NOT AS TIGHT OF A SQUEEZE inside Gordon Road Recycling Center’s cardboard containers post-holiday season, which were overflowing about a month ago. (Photo: News-Press)

A cardboard pile up at the Gordon Road recycling center has more to do with the excesses of the holiday season than negligence on the part of City of Falls Church residents. The City will also soon test out moving glass recyclables from the curb to a central location as it joins the regional effort to dispose of the waste in a more effective manner.

Lonnie Marquetti, the solid waste program manager for the City of Falls Church, said that the amount of cardboard brought in by residents from the holiday season was to blame. Larger than usual cardboard boxes that contained flat-screen TVs and a heavy dosage of Amazon boxes were all part of the overflow and contributed to the stuffed disposal bins.

Marquetti mentions that it is very seldom that there is an issue of overflow in any of the containers at the center, and not a problem with the current capacity.

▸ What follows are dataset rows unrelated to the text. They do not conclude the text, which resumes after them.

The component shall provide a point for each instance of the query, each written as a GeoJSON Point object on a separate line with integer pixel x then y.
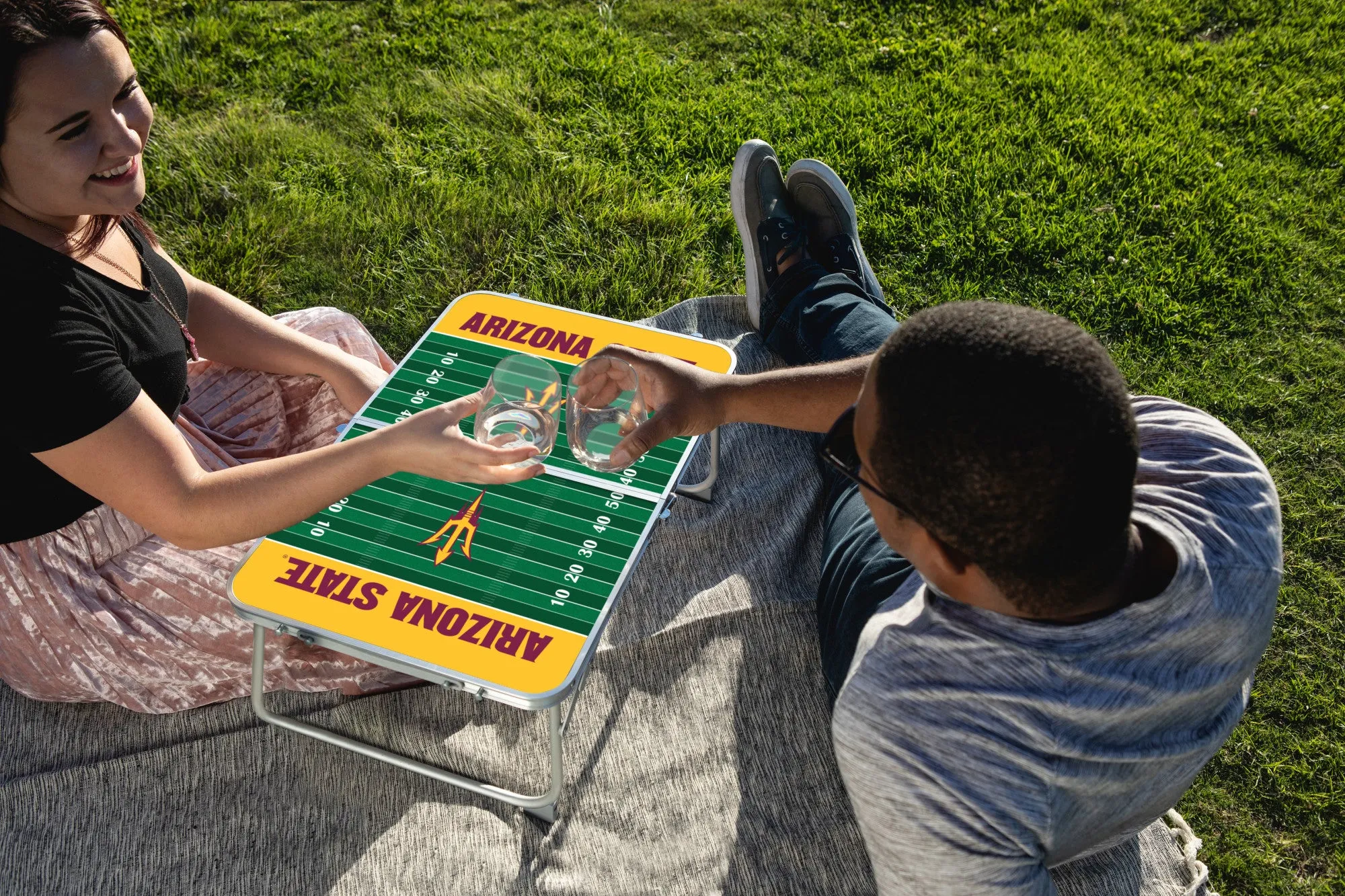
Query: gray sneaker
{"type": "Point", "coordinates": [762, 210]}
{"type": "Point", "coordinates": [827, 212]}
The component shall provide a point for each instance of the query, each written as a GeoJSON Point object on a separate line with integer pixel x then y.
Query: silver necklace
{"type": "Point", "coordinates": [163, 302]}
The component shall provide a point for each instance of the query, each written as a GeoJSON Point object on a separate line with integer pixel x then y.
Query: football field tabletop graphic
{"type": "Point", "coordinates": [501, 589]}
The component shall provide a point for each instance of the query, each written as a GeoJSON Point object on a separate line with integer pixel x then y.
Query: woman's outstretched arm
{"type": "Point", "coordinates": [233, 333]}
{"type": "Point", "coordinates": [141, 464]}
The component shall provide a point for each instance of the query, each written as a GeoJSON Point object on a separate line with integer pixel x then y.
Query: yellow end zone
{"type": "Point", "coordinates": [567, 335]}
{"type": "Point", "coordinates": [383, 611]}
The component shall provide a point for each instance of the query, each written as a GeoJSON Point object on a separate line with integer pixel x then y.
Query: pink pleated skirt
{"type": "Point", "coordinates": [106, 611]}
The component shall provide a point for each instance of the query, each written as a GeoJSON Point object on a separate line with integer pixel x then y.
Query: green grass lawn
{"type": "Point", "coordinates": [1167, 174]}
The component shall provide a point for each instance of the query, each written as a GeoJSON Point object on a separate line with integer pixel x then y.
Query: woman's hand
{"type": "Point", "coordinates": [431, 444]}
{"type": "Point", "coordinates": [689, 401]}
{"type": "Point", "coordinates": [354, 380]}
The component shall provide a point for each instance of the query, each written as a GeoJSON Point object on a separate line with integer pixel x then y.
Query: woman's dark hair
{"type": "Point", "coordinates": [28, 26]}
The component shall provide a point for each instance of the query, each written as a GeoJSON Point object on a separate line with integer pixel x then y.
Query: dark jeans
{"type": "Point", "coordinates": [810, 317]}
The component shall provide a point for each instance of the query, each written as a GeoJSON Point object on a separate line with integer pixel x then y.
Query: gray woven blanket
{"type": "Point", "coordinates": [699, 760]}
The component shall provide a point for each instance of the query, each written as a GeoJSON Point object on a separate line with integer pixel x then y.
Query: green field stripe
{"type": "Point", "coordinates": [562, 516]}
{"type": "Point", "coordinates": [654, 483]}
{"type": "Point", "coordinates": [414, 528]}
{"type": "Point", "coordinates": [379, 413]}
{"type": "Point", "coordinates": [462, 580]}
{"type": "Point", "coordinates": [579, 507]}
{"type": "Point", "coordinates": [571, 616]}
{"type": "Point", "coordinates": [447, 388]}
{"type": "Point", "coordinates": [356, 430]}
{"type": "Point", "coordinates": [427, 362]}
{"type": "Point", "coordinates": [579, 493]}
{"type": "Point", "coordinates": [486, 565]}
{"type": "Point", "coordinates": [521, 516]}
{"type": "Point", "coordinates": [500, 533]}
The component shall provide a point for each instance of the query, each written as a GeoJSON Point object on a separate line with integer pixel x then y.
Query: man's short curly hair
{"type": "Point", "coordinates": [1009, 435]}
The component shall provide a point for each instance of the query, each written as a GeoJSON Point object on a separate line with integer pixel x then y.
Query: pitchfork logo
{"type": "Point", "coordinates": [463, 524]}
{"type": "Point", "coordinates": [548, 401]}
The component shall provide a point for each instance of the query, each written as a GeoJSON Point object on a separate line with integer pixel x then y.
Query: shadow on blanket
{"type": "Point", "coordinates": [699, 760]}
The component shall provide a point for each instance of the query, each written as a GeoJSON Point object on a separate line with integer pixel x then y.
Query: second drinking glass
{"type": "Point", "coordinates": [521, 403]}
{"type": "Point", "coordinates": [603, 407]}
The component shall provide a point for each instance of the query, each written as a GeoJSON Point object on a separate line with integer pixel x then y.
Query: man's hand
{"type": "Point", "coordinates": [689, 401]}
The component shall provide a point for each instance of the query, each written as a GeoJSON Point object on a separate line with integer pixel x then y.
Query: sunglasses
{"type": "Point", "coordinates": [840, 452]}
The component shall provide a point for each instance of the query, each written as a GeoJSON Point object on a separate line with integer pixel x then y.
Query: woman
{"type": "Point", "coordinates": [137, 473]}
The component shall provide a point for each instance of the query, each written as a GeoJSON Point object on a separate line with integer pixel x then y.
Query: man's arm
{"type": "Point", "coordinates": [691, 401]}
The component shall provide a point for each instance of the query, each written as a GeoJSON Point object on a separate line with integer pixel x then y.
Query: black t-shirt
{"type": "Point", "coordinates": [77, 352]}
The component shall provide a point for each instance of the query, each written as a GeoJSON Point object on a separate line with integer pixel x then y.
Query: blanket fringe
{"type": "Point", "coordinates": [1190, 845]}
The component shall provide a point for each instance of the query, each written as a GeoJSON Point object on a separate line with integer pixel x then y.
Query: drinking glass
{"type": "Point", "coordinates": [603, 405]}
{"type": "Point", "coordinates": [521, 403]}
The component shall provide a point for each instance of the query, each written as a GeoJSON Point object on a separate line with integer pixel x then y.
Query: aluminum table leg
{"type": "Point", "coordinates": [541, 806]}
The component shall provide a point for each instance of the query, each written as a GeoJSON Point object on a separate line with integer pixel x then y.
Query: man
{"type": "Point", "coordinates": [1042, 599]}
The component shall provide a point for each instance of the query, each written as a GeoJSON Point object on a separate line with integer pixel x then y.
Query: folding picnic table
{"type": "Point", "coordinates": [498, 591]}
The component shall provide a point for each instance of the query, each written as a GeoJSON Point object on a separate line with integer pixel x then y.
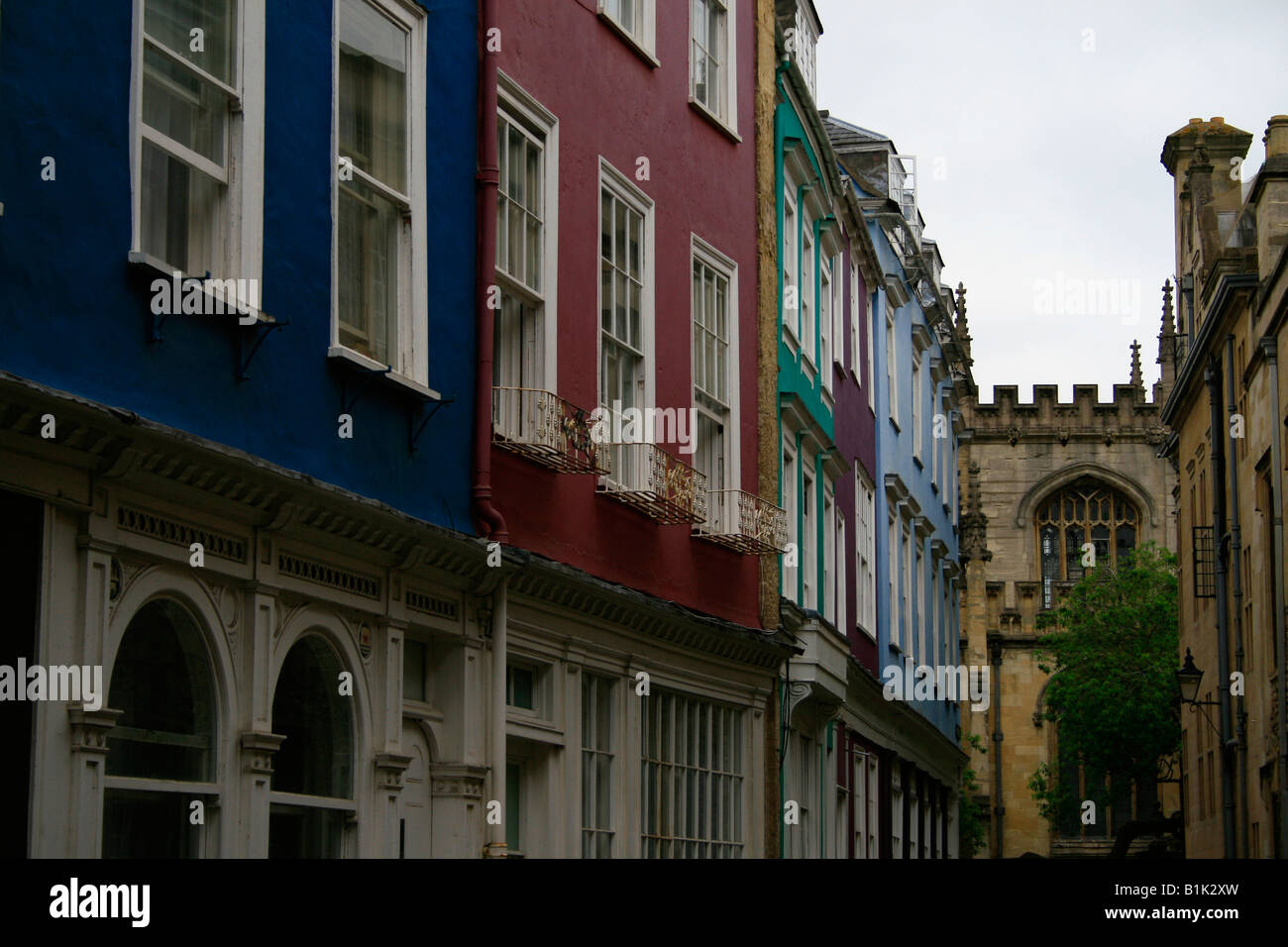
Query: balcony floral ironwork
{"type": "Point", "coordinates": [546, 429]}
{"type": "Point", "coordinates": [743, 522]}
{"type": "Point", "coordinates": [648, 478]}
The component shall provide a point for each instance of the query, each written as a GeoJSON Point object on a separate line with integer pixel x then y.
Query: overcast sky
{"type": "Point", "coordinates": [1037, 131]}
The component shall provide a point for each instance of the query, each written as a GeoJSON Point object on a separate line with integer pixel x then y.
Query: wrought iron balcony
{"type": "Point", "coordinates": [546, 429]}
{"type": "Point", "coordinates": [656, 483]}
{"type": "Point", "coordinates": [743, 522]}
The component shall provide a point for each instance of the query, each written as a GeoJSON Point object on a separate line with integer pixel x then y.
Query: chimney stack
{"type": "Point", "coordinates": [1269, 197]}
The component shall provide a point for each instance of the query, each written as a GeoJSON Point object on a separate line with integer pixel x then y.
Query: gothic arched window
{"type": "Point", "coordinates": [312, 785]}
{"type": "Point", "coordinates": [1078, 513]}
{"type": "Point", "coordinates": [161, 753]}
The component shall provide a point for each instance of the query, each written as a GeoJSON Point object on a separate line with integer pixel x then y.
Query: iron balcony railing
{"type": "Point", "coordinates": [656, 483]}
{"type": "Point", "coordinates": [743, 522]}
{"type": "Point", "coordinates": [546, 429]}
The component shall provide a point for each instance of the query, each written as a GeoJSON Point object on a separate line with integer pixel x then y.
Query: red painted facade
{"type": "Point", "coordinates": [610, 101]}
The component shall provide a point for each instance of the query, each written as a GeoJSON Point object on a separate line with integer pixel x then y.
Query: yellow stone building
{"type": "Point", "coordinates": [1038, 479]}
{"type": "Point", "coordinates": [1227, 410]}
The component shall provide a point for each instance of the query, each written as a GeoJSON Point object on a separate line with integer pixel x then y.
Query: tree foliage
{"type": "Point", "coordinates": [973, 814]}
{"type": "Point", "coordinates": [1112, 651]}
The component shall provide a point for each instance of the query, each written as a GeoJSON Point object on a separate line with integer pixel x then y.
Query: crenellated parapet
{"type": "Point", "coordinates": [1127, 418]}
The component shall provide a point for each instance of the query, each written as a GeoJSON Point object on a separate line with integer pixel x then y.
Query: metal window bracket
{"type": "Point", "coordinates": [424, 411]}
{"type": "Point", "coordinates": [352, 389]}
{"type": "Point", "coordinates": [261, 331]}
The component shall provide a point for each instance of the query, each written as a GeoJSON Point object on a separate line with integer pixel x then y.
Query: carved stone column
{"type": "Point", "coordinates": [89, 729]}
{"type": "Point", "coordinates": [390, 768]}
{"type": "Point", "coordinates": [258, 749]}
{"type": "Point", "coordinates": [458, 809]}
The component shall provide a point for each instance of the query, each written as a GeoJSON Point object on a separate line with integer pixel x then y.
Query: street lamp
{"type": "Point", "coordinates": [1188, 680]}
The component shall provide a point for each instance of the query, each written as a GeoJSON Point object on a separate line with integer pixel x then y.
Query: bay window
{"type": "Point", "coordinates": [197, 144]}
{"type": "Point", "coordinates": [380, 243]}
{"type": "Point", "coordinates": [691, 777]}
{"type": "Point", "coordinates": [713, 371]}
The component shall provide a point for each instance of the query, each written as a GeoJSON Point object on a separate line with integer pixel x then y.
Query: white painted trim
{"type": "Point", "coordinates": [704, 253]}
{"type": "Point", "coordinates": [410, 361]}
{"type": "Point", "coordinates": [513, 98]}
{"type": "Point", "coordinates": [243, 175]}
{"type": "Point", "coordinates": [644, 44]}
{"type": "Point", "coordinates": [726, 123]}
{"type": "Point", "coordinates": [626, 189]}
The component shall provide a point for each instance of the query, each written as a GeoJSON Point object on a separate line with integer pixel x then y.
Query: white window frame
{"type": "Point", "coordinates": [872, 381]}
{"type": "Point", "coordinates": [809, 530]}
{"type": "Point", "coordinates": [613, 753]}
{"type": "Point", "coordinates": [906, 591]}
{"type": "Point", "coordinates": [733, 784]}
{"type": "Point", "coordinates": [520, 107]}
{"type": "Point", "coordinates": [892, 365]}
{"type": "Point", "coordinates": [829, 582]}
{"type": "Point", "coordinates": [840, 554]}
{"type": "Point", "coordinates": [864, 553]}
{"type": "Point", "coordinates": [893, 590]}
{"type": "Point", "coordinates": [855, 348]}
{"type": "Point", "coordinates": [791, 264]}
{"type": "Point", "coordinates": [640, 35]}
{"type": "Point", "coordinates": [915, 609]}
{"type": "Point", "coordinates": [243, 239]}
{"type": "Point", "coordinates": [790, 474]}
{"type": "Point", "coordinates": [706, 254]}
{"type": "Point", "coordinates": [623, 189]}
{"type": "Point", "coordinates": [825, 321]}
{"type": "Point", "coordinates": [807, 315]}
{"type": "Point", "coordinates": [411, 360]}
{"type": "Point", "coordinates": [726, 114]}
{"type": "Point", "coordinates": [914, 419]}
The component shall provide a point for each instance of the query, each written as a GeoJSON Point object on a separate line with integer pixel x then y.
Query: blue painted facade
{"type": "Point", "coordinates": [77, 316]}
{"type": "Point", "coordinates": [915, 502]}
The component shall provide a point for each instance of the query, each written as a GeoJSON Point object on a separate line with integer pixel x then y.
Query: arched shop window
{"type": "Point", "coordinates": [312, 789]}
{"type": "Point", "coordinates": [161, 751]}
{"type": "Point", "coordinates": [1082, 512]}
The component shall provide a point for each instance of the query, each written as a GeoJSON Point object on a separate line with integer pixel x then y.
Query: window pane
{"type": "Point", "coordinates": [317, 755]}
{"type": "Point", "coordinates": [369, 237]}
{"type": "Point", "coordinates": [147, 825]}
{"type": "Point", "coordinates": [161, 684]}
{"type": "Point", "coordinates": [179, 105]}
{"type": "Point", "coordinates": [171, 22]}
{"type": "Point", "coordinates": [296, 831]}
{"type": "Point", "coordinates": [181, 214]}
{"type": "Point", "coordinates": [413, 671]}
{"type": "Point", "coordinates": [374, 93]}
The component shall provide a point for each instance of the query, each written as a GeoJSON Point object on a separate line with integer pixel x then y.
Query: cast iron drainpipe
{"type": "Point", "coordinates": [1212, 376]}
{"type": "Point", "coordinates": [1270, 347]}
{"type": "Point", "coordinates": [1240, 716]}
{"type": "Point", "coordinates": [488, 519]}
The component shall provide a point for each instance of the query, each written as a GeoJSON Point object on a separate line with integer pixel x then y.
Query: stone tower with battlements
{"type": "Point", "coordinates": [1034, 478]}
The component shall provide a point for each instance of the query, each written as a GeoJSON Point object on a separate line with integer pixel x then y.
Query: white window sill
{"type": "Point", "coordinates": [162, 269]}
{"type": "Point", "coordinates": [640, 51]}
{"type": "Point", "coordinates": [790, 339]}
{"type": "Point", "coordinates": [720, 125]}
{"type": "Point", "coordinates": [347, 355]}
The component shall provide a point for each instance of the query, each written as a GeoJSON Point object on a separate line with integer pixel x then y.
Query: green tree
{"type": "Point", "coordinates": [1112, 651]}
{"type": "Point", "coordinates": [973, 814]}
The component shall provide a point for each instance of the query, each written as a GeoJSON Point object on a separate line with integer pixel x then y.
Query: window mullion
{"type": "Point", "coordinates": [231, 91]}
{"type": "Point", "coordinates": [183, 154]}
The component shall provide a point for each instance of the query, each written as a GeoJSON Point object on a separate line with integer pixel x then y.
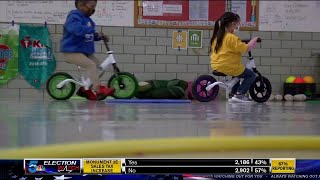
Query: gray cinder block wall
{"type": "Point", "coordinates": [147, 53]}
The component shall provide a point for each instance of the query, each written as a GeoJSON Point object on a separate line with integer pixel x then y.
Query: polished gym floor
{"type": "Point", "coordinates": [34, 123]}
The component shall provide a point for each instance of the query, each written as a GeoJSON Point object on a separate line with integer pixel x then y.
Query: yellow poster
{"type": "Point", "coordinates": [179, 39]}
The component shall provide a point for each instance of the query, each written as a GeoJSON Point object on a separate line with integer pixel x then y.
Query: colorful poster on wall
{"type": "Point", "coordinates": [179, 40]}
{"type": "Point", "coordinates": [195, 39]}
{"type": "Point", "coordinates": [36, 59]}
{"type": "Point", "coordinates": [9, 43]}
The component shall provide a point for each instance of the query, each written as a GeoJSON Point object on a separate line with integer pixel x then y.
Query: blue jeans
{"type": "Point", "coordinates": [248, 77]}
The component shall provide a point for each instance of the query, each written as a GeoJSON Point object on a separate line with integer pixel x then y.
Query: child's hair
{"type": "Point", "coordinates": [219, 28]}
{"type": "Point", "coordinates": [76, 2]}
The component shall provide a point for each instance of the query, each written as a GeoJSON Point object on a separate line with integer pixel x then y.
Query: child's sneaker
{"type": "Point", "coordinates": [81, 92]}
{"type": "Point", "coordinates": [241, 98]}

The center was just severely overwhelmed with byproducts of gifts due to the holidays.

“Next year I have made the arrangements for additional hauling services to be able to accommodate the week of Christmas and the week following, so that we don’t experience the same pile up next year,” Marquetti said.

There are currently three 30-yard containers strictly for cardboard, and one marked mixed paper that can also take cardboard at the recycling center, if necessary. The facility gets serviced once a week, and only the containers that are full will need to be hauled off and emptied.

“Nine times out of ten, every week I am pulling all three of the cardboard containers to be emptied,” said Marquetti.

When it comes to cardboard box recycling, it’s imperative that people adhere to the instructions posted on the side of the containers. Also, boxes that are being deposited should be broken down properly in order to help save space for other disposals.

“If you were to go to the recycling center on the day before it is serviced, which is on Thursdays, all three cardboard containers will appear full. But often times, people don’t break down their boxes or check all the slots amongst the containers for available room and then leaving them on the ground which is not allowed,” Marquetti explained.

Marquetti emphasized that there is plenty of capacity for normal weekly recycling loads at the center, and from here going forward the appropriate measures will be taken in order to be ready for the influx of product coming in over the holiday season.

As tempting as it may be to leave recyclables on the ground if a bin appears full, doing so is strictly prohibited, per Marquetti, who instructs those who do observe improper disposal of cardboard to call the solid waste hotline that is listed on signs at the recycling center.

The newest member of the “Purple Can Club” is the City of Falls Church, as well. According to the City website, starting on Feb. 19, the City will launch its pilot program and will request that residents stop placing glass bottles and jars in their curbside recycling bins.

Those who do wish to recycle glass will need to deposit it at the purple bin located at the Gordon Rd. facility. Otherwise, residents have the option of putting their glass recyclables in the trash. Condominium and apartment tenants should consult their property management group about their own disposal methods.